2.3. System Operation Process

In the beginning, a user needs to enter the right name and password to log in to the system, and after identity verification is passed, the user can use the web-end or app-end to publish text comments on the mobile live broadcast programs or video clips. The system first checks the format of the input text, and if error has been detected, the system will not process the text anymore, but will prompt that the input format is incorrect, and the user needs to re-enter the text; after format check is passed, the text content will be pushed to the AI-based TCM system, which will call the API to moderate the text content. If the content check is passed, an approval message will be sent to the system administrator, who can conduct random content check and show the moderated text comments on the web-end and app-end [14]. If the text content contains illegal content such as prohibited words, spams, or advertisement and fails to pass the moderation, it will be classified as unapproved type, and then, the AI-based TCM system can clarify the violation type of the text content, prompt alert to the user that the text he/she entered contains illegal content, and point out the violation type, and the relevant information will be recorded in the system log; for the type of the violation that cannot be determined by the system, the text will be pushed to the system administrator for manual moderation.

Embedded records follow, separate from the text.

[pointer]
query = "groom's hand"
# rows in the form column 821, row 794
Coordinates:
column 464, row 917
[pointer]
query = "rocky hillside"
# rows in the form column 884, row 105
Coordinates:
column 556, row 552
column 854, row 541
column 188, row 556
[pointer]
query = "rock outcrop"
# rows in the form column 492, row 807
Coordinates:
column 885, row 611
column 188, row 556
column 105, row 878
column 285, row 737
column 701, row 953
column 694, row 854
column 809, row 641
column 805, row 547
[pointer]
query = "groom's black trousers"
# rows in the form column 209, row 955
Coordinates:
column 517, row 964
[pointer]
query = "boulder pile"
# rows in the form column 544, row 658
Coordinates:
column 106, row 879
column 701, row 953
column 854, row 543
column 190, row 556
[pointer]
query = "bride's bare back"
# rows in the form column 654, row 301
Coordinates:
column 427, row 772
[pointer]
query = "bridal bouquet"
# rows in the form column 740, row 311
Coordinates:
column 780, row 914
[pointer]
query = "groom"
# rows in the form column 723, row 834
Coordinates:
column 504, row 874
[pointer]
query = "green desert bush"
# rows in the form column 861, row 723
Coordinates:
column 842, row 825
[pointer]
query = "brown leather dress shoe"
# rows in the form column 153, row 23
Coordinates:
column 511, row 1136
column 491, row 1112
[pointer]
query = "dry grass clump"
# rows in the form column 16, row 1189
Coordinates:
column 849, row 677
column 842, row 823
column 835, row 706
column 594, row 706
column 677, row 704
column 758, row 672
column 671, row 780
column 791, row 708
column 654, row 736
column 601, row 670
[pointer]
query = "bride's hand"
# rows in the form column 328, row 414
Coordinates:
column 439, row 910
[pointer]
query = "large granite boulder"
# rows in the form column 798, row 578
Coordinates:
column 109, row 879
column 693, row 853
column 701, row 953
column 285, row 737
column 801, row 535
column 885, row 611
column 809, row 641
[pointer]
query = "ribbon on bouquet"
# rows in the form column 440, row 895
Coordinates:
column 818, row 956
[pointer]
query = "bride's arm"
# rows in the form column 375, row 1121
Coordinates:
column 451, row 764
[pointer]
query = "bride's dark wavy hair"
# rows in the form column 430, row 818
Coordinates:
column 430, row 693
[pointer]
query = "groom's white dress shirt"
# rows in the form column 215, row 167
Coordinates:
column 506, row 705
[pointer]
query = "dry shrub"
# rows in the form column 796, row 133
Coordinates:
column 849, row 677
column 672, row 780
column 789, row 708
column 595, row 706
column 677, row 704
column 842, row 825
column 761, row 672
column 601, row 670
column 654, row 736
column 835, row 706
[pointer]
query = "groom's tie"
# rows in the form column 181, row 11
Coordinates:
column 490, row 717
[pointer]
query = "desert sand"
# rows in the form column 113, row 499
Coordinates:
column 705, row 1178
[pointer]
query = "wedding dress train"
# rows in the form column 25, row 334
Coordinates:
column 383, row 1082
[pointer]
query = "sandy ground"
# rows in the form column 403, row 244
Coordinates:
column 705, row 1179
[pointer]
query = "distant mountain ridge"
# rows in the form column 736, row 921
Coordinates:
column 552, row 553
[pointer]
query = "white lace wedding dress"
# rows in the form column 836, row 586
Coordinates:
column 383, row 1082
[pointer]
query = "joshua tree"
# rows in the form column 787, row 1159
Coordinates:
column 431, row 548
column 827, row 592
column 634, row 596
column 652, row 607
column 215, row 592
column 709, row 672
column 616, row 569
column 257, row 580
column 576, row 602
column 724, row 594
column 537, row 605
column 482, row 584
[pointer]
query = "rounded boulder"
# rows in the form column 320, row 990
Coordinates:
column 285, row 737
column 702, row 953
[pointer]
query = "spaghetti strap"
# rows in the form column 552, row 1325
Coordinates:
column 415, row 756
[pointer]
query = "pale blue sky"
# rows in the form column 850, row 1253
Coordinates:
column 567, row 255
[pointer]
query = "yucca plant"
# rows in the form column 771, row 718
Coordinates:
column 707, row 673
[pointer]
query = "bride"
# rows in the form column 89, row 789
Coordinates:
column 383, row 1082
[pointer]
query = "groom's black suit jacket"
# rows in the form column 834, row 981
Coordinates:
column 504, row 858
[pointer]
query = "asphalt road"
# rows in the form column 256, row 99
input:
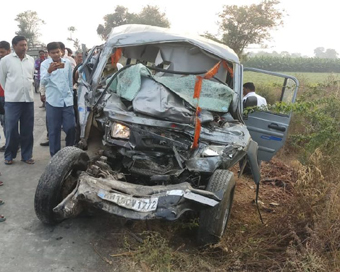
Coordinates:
column 26, row 244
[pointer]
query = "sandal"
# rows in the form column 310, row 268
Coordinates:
column 29, row 161
column 8, row 162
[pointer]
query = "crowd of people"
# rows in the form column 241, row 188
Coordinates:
column 51, row 74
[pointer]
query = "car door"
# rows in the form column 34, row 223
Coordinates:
column 269, row 129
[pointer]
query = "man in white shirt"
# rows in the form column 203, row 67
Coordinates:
column 250, row 98
column 16, row 78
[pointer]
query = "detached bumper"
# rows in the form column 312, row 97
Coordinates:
column 135, row 201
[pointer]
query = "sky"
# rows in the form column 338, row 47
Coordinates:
column 307, row 25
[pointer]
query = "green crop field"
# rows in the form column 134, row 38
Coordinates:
column 304, row 78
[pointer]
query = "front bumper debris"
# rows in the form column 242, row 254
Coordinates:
column 135, row 201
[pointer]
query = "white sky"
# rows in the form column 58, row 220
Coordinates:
column 309, row 24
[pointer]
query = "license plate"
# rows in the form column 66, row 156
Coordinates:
column 129, row 202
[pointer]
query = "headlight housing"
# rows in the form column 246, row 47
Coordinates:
column 213, row 150
column 120, row 131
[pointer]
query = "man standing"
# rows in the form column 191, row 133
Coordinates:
column 250, row 98
column 16, row 78
column 5, row 49
column 56, row 76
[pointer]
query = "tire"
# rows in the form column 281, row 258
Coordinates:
column 58, row 180
column 213, row 221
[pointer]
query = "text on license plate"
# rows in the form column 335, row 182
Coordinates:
column 129, row 202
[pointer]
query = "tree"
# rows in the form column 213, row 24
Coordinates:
column 150, row 15
column 245, row 25
column 29, row 24
column 76, row 42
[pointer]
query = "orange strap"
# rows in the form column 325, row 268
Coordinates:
column 229, row 69
column 116, row 57
column 197, row 129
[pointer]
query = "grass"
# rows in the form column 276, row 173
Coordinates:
column 304, row 78
column 301, row 234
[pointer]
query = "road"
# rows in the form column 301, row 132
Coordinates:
column 78, row 244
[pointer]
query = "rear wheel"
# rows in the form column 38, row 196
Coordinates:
column 213, row 221
column 58, row 180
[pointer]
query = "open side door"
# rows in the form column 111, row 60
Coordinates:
column 267, row 128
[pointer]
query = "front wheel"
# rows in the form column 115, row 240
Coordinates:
column 213, row 221
column 58, row 180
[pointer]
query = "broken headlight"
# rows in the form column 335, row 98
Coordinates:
column 218, row 150
column 120, row 131
column 213, row 150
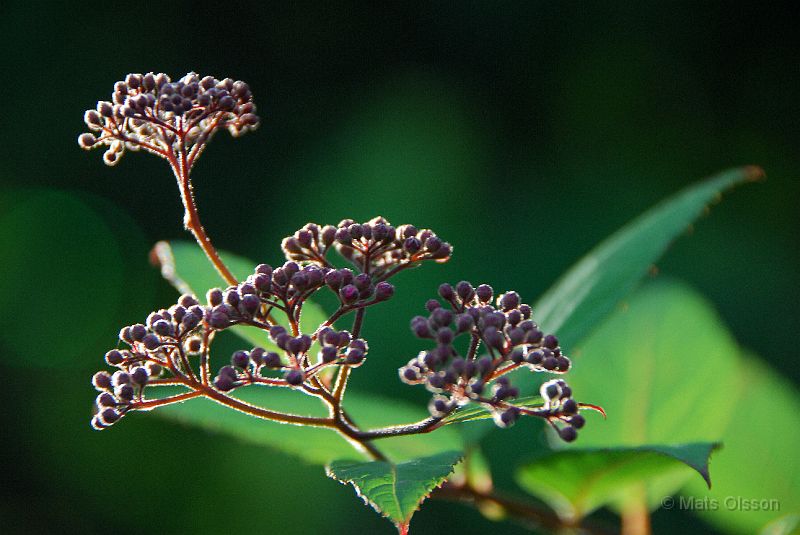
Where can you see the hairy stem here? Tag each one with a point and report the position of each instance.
(191, 220)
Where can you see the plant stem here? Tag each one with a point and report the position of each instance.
(191, 219)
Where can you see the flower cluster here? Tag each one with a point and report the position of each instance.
(499, 335)
(164, 341)
(151, 112)
(510, 338)
(375, 247)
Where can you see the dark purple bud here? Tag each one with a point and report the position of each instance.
(328, 354)
(218, 319)
(535, 357)
(569, 407)
(275, 331)
(465, 291)
(327, 235)
(124, 393)
(354, 356)
(508, 301)
(432, 304)
(140, 376)
(257, 355)
(464, 322)
(355, 231)
(436, 381)
(163, 328)
(240, 359)
(232, 297)
(227, 103)
(550, 342)
(262, 282)
(412, 245)
(362, 281)
(294, 345)
(264, 269)
(101, 381)
(348, 294)
(433, 244)
(151, 342)
(410, 374)
(250, 303)
(300, 281)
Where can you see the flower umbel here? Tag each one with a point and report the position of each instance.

After manually moderated by the system administrator, text comments that meet the moderation criteria will be published on the web-end and the app-end; at the same time, the system will mark the text content and return it to the database of the AI-based TCM system, so that the text data model can perform update and self-learning; for text content that fails to pass the manual moderation of system administrator, after prompting to the user that the text comment could not be published due to the existence of illegal content, the system will mark the text content, so that the AI-based TCM system can automatically analyse, judge, and moderate similar text content in the future [15]. The operation process of the AI-based TCM system is shown in Figure 3 (see Figure 3).

3. Implementation of the AI-Based TCM System

3.1. System Implementation

According to the settings of different functional modules, the education video resource service system puts a limit on the number of characters in text comments. In the mobile live broadcast module, since the real-time bullet screen comments move fast, comments with many words will be refreshed very quickly; therefore, 50 characters have been set as the limit of each bullet screen comment to facilitate other users’ fast understanding of the comment content. In the VOD module, 260 characters have been set as the limit of comments on the videos published by users. In the video clips module, this number has been set to 90 characters. Therefore, the AI-based TCM system was developed based on these character limits of the education video resource service system.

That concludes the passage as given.